Es wird untersucht, wie sich die Beziehung zwischen der jüdischen Diaspora und ihrer Umgebung in der Art und Weise ausdrückt, wie Juden und Jüdinnen Objekte entsprechend dem Geist bestimmter Zeiten und Regionen produzierten und konsumierten. Auf welche Weise trugen Objekte (nicht) dazu bei, regionale Zugehörigkeiten von Juden und Jüdinnen im 19. und 20. Jahrhundert zu festigen? Wie konnten Objekte zu verlässlichen Ankern werden, um historische und biografische Brüche zu überbrücken, die durch Migration und Exil entstanden?
Der Cluster wird sich auf die Herstellung, Nutzung und Umnutzung von Objekten und damit auf alltägliche und außeralltägliche Gebrauchsweisen konzentrieren und nach deren Veränderungen im Kontext der Moderne fragen. Dabei wird der Schwerpunkt auf verkörperte Praktiken (Kirshenblatt-Gimblett 2005) gelegt, um die sinnlichen und affektiven, aber auch geschlechtergeschichtlichen Dimension von Routinen des Objektgebrauchs in den Blick zu nehmen.
Die genaue Untersuchung der vielfältigen Praktiken der Nutzung und Umnutzung von Objekten ermöglicht es, jenseits essenzialisierender Vorstellungen von „jüdischen Objekten“ nach den Prozessen der Aneignung, Modifizierung und Übersetzung von Praktiken und Bedeutungen zu fragen.
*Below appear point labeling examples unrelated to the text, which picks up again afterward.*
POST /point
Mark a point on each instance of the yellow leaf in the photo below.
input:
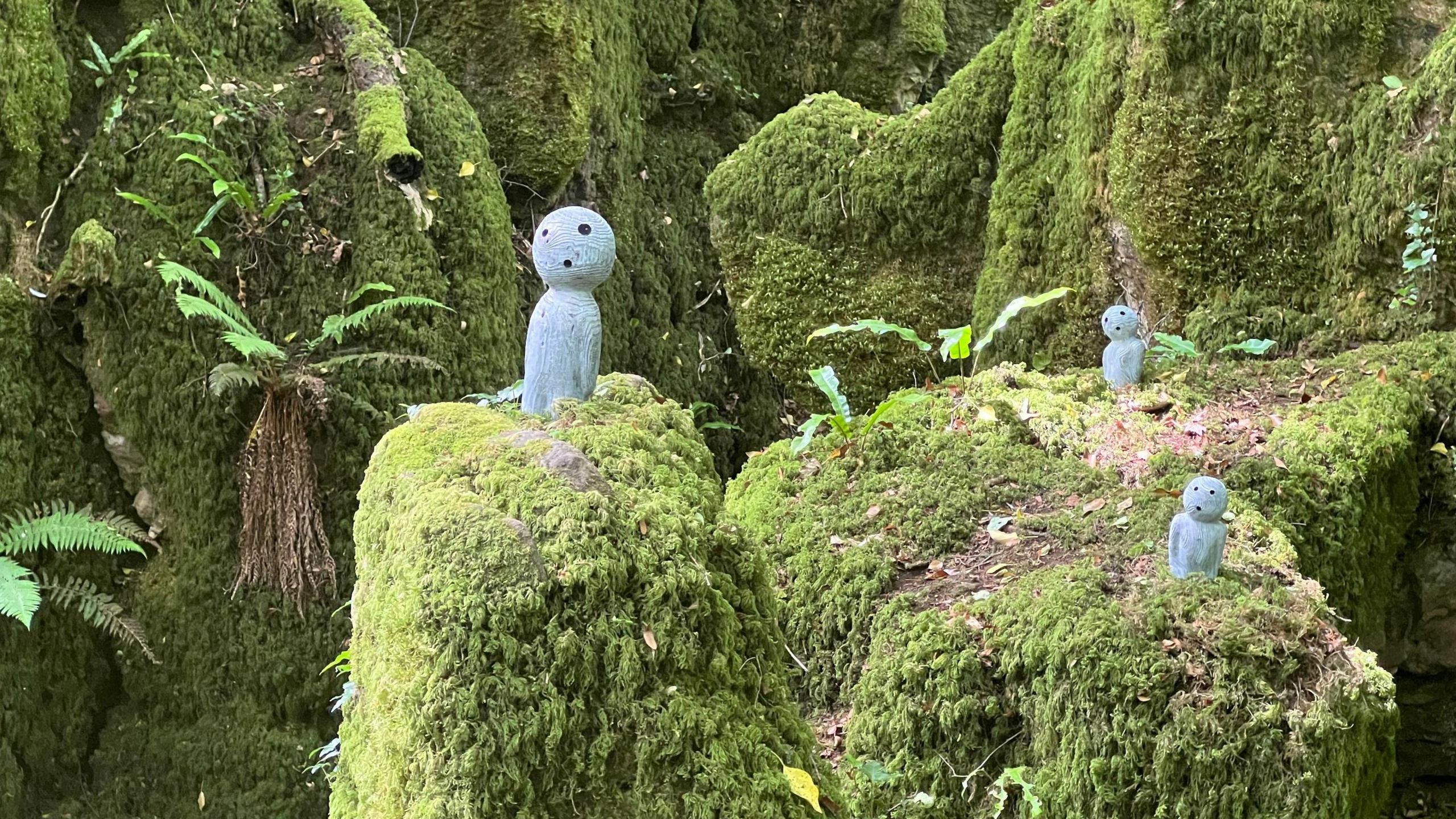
(803, 786)
(1004, 537)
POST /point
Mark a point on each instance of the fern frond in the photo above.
(172, 273)
(97, 608)
(197, 308)
(64, 528)
(19, 594)
(229, 377)
(338, 324)
(254, 346)
(379, 359)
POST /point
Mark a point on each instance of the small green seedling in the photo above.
(842, 419)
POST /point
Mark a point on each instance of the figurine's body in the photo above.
(1122, 359)
(574, 251)
(1197, 534)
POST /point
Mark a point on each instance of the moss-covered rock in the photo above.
(985, 584)
(35, 95)
(238, 703)
(1200, 161)
(549, 621)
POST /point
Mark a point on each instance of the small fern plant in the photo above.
(283, 543)
(64, 528)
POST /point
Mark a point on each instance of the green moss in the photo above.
(1124, 693)
(238, 703)
(34, 95)
(380, 114)
(19, 392)
(555, 623)
(1164, 698)
(89, 258)
(1225, 175)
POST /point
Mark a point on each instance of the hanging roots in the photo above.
(283, 543)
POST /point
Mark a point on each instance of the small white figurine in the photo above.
(1197, 534)
(574, 251)
(1122, 359)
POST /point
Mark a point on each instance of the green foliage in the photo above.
(957, 343)
(842, 417)
(1418, 255)
(105, 69)
(1173, 348)
(63, 528)
(878, 327)
(270, 365)
(1001, 791)
(494, 582)
(255, 219)
(1251, 346)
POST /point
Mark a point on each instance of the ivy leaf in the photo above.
(803, 786)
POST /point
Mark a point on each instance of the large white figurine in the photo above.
(574, 251)
(1122, 359)
(1197, 534)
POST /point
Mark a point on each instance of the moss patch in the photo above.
(549, 620)
(1226, 177)
(1059, 642)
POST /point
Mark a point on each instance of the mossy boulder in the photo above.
(1193, 159)
(983, 585)
(549, 621)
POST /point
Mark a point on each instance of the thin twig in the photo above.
(50, 209)
(411, 27)
(796, 657)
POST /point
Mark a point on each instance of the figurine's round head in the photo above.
(574, 248)
(1206, 499)
(1120, 322)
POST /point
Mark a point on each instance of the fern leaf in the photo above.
(19, 594)
(172, 273)
(229, 377)
(337, 325)
(64, 528)
(196, 308)
(97, 608)
(253, 346)
(379, 359)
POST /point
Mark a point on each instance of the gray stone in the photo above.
(1197, 534)
(574, 251)
(564, 460)
(1122, 359)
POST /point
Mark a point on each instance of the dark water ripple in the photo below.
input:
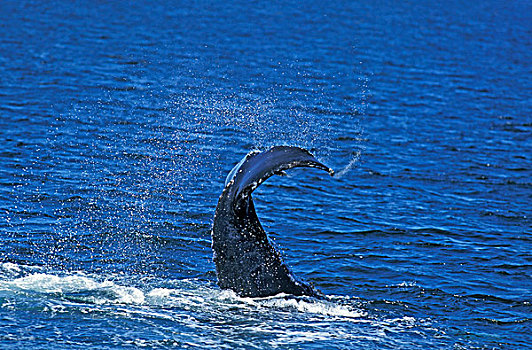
(119, 122)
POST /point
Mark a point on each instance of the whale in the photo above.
(245, 259)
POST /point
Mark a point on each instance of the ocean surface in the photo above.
(119, 122)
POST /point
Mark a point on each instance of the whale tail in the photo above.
(245, 260)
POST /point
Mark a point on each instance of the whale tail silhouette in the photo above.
(245, 260)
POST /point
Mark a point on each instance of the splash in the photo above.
(354, 160)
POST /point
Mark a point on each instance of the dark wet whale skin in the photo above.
(246, 262)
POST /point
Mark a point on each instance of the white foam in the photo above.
(93, 291)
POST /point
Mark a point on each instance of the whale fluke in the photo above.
(246, 262)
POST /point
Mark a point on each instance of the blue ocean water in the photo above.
(119, 122)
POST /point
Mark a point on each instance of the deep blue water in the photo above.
(119, 122)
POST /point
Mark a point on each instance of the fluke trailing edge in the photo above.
(245, 260)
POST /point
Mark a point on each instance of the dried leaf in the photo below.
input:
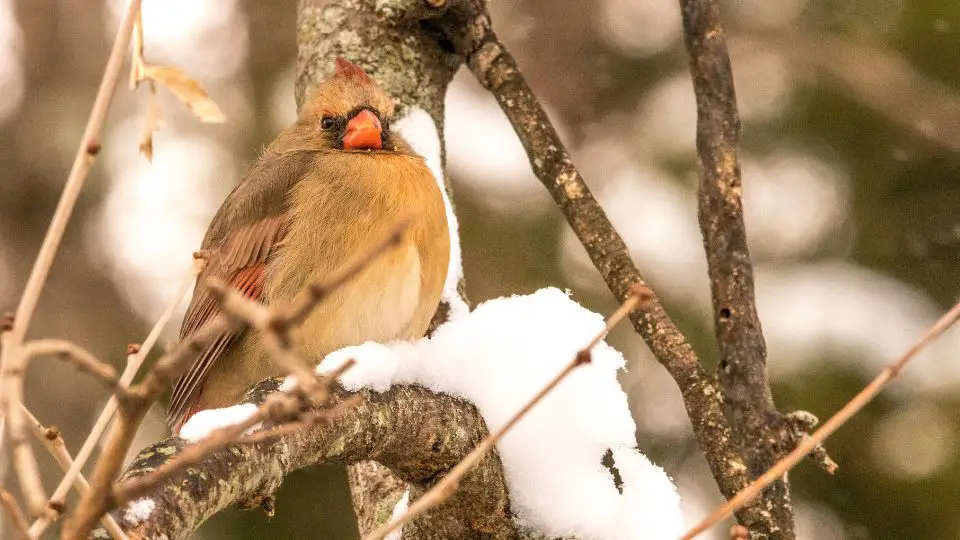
(151, 123)
(187, 90)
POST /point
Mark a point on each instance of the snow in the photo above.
(419, 130)
(399, 510)
(202, 424)
(498, 357)
(138, 510)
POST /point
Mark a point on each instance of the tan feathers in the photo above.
(305, 207)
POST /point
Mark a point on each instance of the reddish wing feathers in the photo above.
(240, 261)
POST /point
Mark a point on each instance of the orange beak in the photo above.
(363, 132)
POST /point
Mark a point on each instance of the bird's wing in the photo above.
(243, 235)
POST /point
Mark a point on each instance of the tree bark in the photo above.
(761, 432)
(417, 434)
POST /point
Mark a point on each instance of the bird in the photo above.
(329, 186)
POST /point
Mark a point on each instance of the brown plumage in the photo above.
(328, 187)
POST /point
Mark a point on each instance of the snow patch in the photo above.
(399, 510)
(498, 357)
(419, 130)
(202, 424)
(138, 511)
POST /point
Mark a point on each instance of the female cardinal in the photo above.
(330, 185)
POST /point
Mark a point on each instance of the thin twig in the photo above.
(276, 408)
(98, 500)
(638, 297)
(82, 359)
(11, 363)
(51, 438)
(134, 361)
(758, 429)
(273, 323)
(809, 443)
(13, 510)
(497, 71)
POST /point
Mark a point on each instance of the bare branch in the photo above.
(639, 296)
(367, 430)
(16, 515)
(98, 500)
(11, 362)
(467, 25)
(136, 356)
(76, 355)
(50, 437)
(810, 443)
(273, 325)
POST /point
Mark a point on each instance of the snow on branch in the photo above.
(422, 407)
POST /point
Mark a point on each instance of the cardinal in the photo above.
(330, 185)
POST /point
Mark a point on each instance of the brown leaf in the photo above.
(187, 90)
(151, 123)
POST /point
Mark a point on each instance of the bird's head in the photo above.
(350, 112)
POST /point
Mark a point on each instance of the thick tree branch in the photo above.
(418, 434)
(466, 24)
(763, 435)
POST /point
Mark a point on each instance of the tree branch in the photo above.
(418, 434)
(467, 25)
(762, 433)
(811, 443)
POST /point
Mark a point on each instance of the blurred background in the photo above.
(851, 112)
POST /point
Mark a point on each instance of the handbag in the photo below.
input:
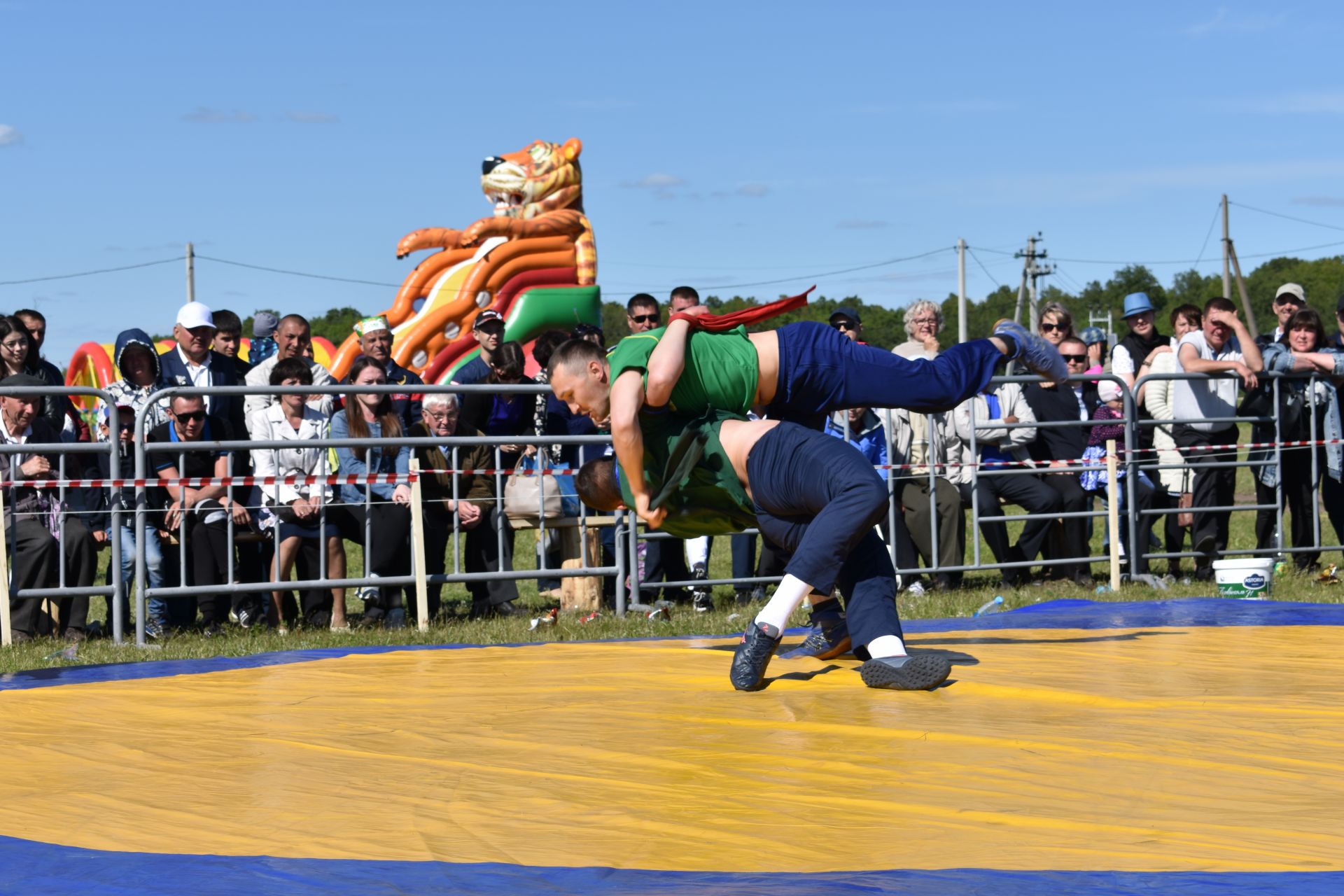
(526, 493)
(1187, 519)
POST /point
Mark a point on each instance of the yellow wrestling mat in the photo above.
(1142, 750)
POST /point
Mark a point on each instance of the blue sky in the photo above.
(723, 143)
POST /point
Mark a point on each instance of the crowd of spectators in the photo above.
(1037, 447)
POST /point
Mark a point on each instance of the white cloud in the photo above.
(207, 115)
(1225, 22)
(654, 182)
(311, 117)
(1329, 202)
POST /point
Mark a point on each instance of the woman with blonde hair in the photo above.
(924, 323)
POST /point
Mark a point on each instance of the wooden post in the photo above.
(1113, 516)
(6, 629)
(419, 548)
(1241, 288)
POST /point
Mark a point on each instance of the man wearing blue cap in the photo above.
(1133, 356)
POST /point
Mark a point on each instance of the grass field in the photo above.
(724, 620)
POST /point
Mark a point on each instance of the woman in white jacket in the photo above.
(298, 504)
(1002, 447)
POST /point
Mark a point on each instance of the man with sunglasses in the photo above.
(641, 314)
(847, 323)
(201, 514)
(1056, 447)
(488, 332)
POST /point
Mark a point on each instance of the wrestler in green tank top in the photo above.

In Anlehnung an Michel de Certeau interessiert sich das Cluster für „Taktiken“, die oft die Absichten der Produzent:innen bestimmter Objekte unterwandern und den Konsum als eine aktive Praxis sichtbar machen, in der Objekte durch das Handeln verschiedener Akteure verändert werden und gleichzeitig Zugehörigkeiten qua Objektgebrauch schaffen (Möhring 2012; Schrire 2023).